Our significant accounting policies are consistent with those disclosed in Note A of the Notes to Consolidated Financial Statements in our Annual Report.
Goodwill and Indefinite-lived Intangible Assets Impairment Tests - We assess our goodwill and indefinite-lived intangible assets for impairment at least annually on July 1. Our July 1, 2011, estimates of the fair value of each of our reporting units and indefinite-lived assets significantly exceeded their carrying values. Accordingly, no impairment charges were necessary.
Recently Issued Accounting Standards Updates - In January 2010, the FASB issued ASU 2010-06, “Improving Disclosures about Fair Value Measurements,” which requires separate disclosure of purchases, sales, issuances and settlements in the reconciliation of our Level 3 fair value measurements. We adopted this guidance with our March 31, 2011, Quarterly Report, and the impact was not material. Other provisions of ASU 2010-06 were adopted in 2010.
In May 2011, the FASB issued ASU 2011-04, “Amendments to Achieve Common Fair Value Measurement and Disclosure Requirements in U.S. GAAP and International Financial Reporting Standards (IFRS),” which provides a consistent definition of fair value and common requirements for measurement of and disclosure about fair value between GAAP and IFRS. This new guidance changes some fair value measurement principles and disclosure requirements. We are evaluating the impact of this guidance, which will be adopted beginning with our March 31, 2012, Quarterly Report.
In June 2011, the FASB issued ASU 2011-05, “Comprehensive Income,” which provides two options for presenting items of net income, comprehensive income and total comprehensive income, by either creating one continuous statement of comprehensive income or two separate consecutive statements and requires certain other disclosures. We are evaluating the impact of this guidance, which will be adopted beginning with our March 31, 2012, Quarterly Report.
In September 2011, the FASB issued ASU 2011-08, “Testing Goodwill for Impairment,” which permits an entity to first assess qualitative factors to determine whether it is more likely than not that the fair value of a reporting unit is less than its carrying amount.
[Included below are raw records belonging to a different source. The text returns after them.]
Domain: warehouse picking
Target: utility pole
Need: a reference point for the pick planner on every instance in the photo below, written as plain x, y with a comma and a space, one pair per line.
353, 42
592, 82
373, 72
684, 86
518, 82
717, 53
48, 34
Under the amendments in this update, an entity is not required to calculate the fair value of a reporting unit unless the entity determines that it is more likely than not that its fair value is less than its carrying amount. An entity has the option to bypass the qualitative assessment for any reporting unit in any period and proceed directly to performing the first step of the two-step goodwill impairment test. An entity may also resume performing the qualitative assessment in any subsequent period. We are evaluating the impact of this guidance, which will be adopted beginning with our July 1, 2012, goodwill impairment test.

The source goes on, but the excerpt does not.